Alessandro De Carolis e Benedetta Capelli – Città del Vaticano
“Mi sono commosso”: scrive così in una lettera Papa Francesco alla rivista “Alfa y Omega”, dopo aver ricevuto la fotocopia di un registro conservato negli archivi della Basilica del Santissimo Sacramento di Buenos Aires nel quale venivano annotati i nomi degli “adoratori notturni”, ovvero persone che la sera dalle ore 21 si alternavano in turni di preghiera davanti all’Eucaristia, una pratica in uso nella Basilica fin dal 1917. Tra quei nomi spiccano quelli di Jorge Mario Bergoglio e di suo fratello Oscar, che tra il 1954 e il 1955 condivisero questa esperienza segnata da una figura fondamentale, quella di padre José Aristi, religioso sacramentino, provinciale della sua Congregazione, che trascorse infinite della sua vita di sacerdote ore in confessionale. Una figura della misericordia, amata e centrale nella vita di colui che sarebbe diventato Papa.
Sabati di preghiera
“Venite adoremus” è la frase che Francesco ricorda con “emozione”. La usavano i vari adoratori per svegliare la persona che veniva in turno dopo di loro. Dalla sua casa di Flores, alla periferia di Buenos Aires, il giovane Jorge – rievoca la rivista – andava in autobus al centro città per raggiungere la Basilica del Santissimo Sacramento, e molti sono stati i sabati sera trascorsi pregando. L’adorazione iniziava verso le nove di sera, dopo la predicazione di padre Aristi”, spiega il Papa nella lettera. La fiammella della vocazione in lui si era già accesa ma, scrive, quella che conduceva era “una vita cristiana normale”. Poi è arrivata l’esperienza di quelle notti di adorazione a segnarlo nel profondo.

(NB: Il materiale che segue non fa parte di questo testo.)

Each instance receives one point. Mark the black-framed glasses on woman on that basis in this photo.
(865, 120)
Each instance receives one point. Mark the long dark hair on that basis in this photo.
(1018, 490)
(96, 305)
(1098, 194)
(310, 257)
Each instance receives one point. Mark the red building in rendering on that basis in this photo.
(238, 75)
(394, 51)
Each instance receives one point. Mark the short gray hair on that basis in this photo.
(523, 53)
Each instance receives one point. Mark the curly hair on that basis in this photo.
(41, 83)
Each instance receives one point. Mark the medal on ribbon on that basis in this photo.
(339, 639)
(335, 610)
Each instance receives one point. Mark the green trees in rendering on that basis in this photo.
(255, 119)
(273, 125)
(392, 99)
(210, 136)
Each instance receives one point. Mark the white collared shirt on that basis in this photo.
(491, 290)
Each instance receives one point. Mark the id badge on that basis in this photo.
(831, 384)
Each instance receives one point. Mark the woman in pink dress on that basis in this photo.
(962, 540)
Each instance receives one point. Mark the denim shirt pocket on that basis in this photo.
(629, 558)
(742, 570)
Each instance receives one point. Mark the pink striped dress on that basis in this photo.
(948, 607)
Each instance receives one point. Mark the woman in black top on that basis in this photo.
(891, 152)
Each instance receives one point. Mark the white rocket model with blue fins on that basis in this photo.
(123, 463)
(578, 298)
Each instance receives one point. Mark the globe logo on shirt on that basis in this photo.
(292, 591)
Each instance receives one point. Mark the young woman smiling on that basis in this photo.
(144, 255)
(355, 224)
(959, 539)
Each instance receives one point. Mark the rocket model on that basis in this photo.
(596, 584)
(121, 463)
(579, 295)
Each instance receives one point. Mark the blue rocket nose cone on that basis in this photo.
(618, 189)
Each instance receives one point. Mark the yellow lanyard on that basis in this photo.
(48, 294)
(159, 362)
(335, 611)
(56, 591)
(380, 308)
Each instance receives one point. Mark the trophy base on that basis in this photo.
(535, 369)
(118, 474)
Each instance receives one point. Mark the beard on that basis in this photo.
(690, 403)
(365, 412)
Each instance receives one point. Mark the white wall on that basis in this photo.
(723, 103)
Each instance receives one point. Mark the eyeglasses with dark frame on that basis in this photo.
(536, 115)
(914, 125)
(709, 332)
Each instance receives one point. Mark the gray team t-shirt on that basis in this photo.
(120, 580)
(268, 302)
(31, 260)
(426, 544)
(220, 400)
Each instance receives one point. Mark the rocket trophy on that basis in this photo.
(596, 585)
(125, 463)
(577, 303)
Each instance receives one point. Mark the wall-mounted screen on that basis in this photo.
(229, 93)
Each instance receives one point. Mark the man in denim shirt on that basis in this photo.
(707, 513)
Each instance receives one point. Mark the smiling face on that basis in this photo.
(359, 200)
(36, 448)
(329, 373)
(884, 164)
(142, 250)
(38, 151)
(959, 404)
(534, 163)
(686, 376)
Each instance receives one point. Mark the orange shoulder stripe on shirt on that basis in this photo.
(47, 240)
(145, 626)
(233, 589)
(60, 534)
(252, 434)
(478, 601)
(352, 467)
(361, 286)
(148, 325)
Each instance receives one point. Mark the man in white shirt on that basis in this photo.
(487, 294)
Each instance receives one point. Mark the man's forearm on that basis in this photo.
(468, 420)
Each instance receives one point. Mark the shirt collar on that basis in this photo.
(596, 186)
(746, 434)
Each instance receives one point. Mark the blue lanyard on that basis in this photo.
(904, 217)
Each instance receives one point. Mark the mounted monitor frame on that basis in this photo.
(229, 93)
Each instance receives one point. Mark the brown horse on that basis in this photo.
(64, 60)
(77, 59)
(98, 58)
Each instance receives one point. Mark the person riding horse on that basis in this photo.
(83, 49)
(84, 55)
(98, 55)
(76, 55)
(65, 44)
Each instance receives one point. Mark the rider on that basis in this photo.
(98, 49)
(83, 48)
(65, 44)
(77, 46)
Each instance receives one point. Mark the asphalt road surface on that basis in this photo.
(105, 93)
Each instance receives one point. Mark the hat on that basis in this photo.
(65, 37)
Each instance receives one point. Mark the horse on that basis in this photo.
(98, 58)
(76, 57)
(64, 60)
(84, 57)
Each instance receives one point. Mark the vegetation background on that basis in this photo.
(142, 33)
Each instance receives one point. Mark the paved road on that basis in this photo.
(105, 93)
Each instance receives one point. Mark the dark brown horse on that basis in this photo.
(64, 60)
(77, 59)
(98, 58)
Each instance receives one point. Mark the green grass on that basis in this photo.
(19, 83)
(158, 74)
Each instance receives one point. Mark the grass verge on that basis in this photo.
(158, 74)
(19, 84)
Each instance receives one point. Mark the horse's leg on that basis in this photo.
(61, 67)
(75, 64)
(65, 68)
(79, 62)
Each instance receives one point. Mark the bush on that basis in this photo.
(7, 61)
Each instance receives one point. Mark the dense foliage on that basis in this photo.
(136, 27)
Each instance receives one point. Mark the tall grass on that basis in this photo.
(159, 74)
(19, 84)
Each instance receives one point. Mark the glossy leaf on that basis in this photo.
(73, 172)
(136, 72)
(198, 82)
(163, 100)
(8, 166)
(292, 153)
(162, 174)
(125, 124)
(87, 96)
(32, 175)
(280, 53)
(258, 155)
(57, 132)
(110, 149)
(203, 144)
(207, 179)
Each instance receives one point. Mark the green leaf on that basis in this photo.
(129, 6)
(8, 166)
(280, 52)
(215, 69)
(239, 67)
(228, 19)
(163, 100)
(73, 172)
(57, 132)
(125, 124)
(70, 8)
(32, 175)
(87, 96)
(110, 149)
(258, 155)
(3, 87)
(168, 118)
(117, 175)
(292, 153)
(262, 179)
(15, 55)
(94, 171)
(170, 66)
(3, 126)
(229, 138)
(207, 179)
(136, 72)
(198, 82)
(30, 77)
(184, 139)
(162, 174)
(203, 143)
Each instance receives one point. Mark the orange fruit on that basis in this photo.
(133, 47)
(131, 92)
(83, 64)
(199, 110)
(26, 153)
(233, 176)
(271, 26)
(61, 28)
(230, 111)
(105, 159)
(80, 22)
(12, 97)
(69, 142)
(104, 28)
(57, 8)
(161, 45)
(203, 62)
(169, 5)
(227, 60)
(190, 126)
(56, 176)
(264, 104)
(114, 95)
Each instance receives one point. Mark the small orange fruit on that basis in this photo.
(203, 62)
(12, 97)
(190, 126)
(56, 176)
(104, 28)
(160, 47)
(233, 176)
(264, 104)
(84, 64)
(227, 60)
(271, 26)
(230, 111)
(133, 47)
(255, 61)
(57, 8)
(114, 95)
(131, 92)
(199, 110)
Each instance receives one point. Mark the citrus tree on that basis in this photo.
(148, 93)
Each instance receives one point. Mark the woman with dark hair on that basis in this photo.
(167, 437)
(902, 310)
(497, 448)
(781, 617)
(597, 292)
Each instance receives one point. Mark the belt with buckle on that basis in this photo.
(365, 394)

Questa croce non può finire sottoterra
Quando padre Aristi muore nella Veglia di Pasqua del 1996, monsignor Bergoglio, allora vescovo ausiliare, scende nella cripta della Basilica dove è stato posto il corpo e mentre depone dei fiori compie un gesto quasi d’impulso. Ho preso, racconta Francesco, “la croce del rosario e l’ho staccata con un po’ di forza”. “In quel momento ho guardato il prete e ho detto: ‘Dammi la metà della tua misericordia’” e “ho sentito qualcosa di forte che mi ha dato il coraggio di farlo”. Unico testimone di quel gesto, annota la rivista, è il sacerdote sacramentino Andrés Taborda. “Ricordo che disse: “Era il mio confessore. Con questo rosario in mano ha assolto molti, molti peccatori; non è possibile per lui portarlo sottoterra’”.
Il rosario nella tasca che non c’è
La rivista riporta anche l’aneddoto riferito da Diego Vidal, un laico che da anni coordina gli adoratori notturni nella basilica. Racconta: “A un congresso eucaristico, in una provincia lontana da Buenos Aires, l’allora arcivescovo mi passò accanto e gli chiesi se conosceva padre Aristi. Si fermò immediatamente e mi rispose: ‘Lo conosco? E tirò fuori il rosario del prete dal suo abito”. Da allora per il vescovo e cardinale Bergoglio, e oggi per Papa Francesco, la croce del Rosario di padre Aristi è compagna inseparabile. “L’ho messa qui, nella mia tasca”, scrive ancora. “Le camicie del Papa non hanno tasche, ma io porto sempre un piccolo sacchetto di stoffa”, e da allora fino ad oggi la mia mano va sempre qui. Sento la grazia! L’esempio di un prete misericordioso, di un prete che si avvicina alle ferite fa molto bene”.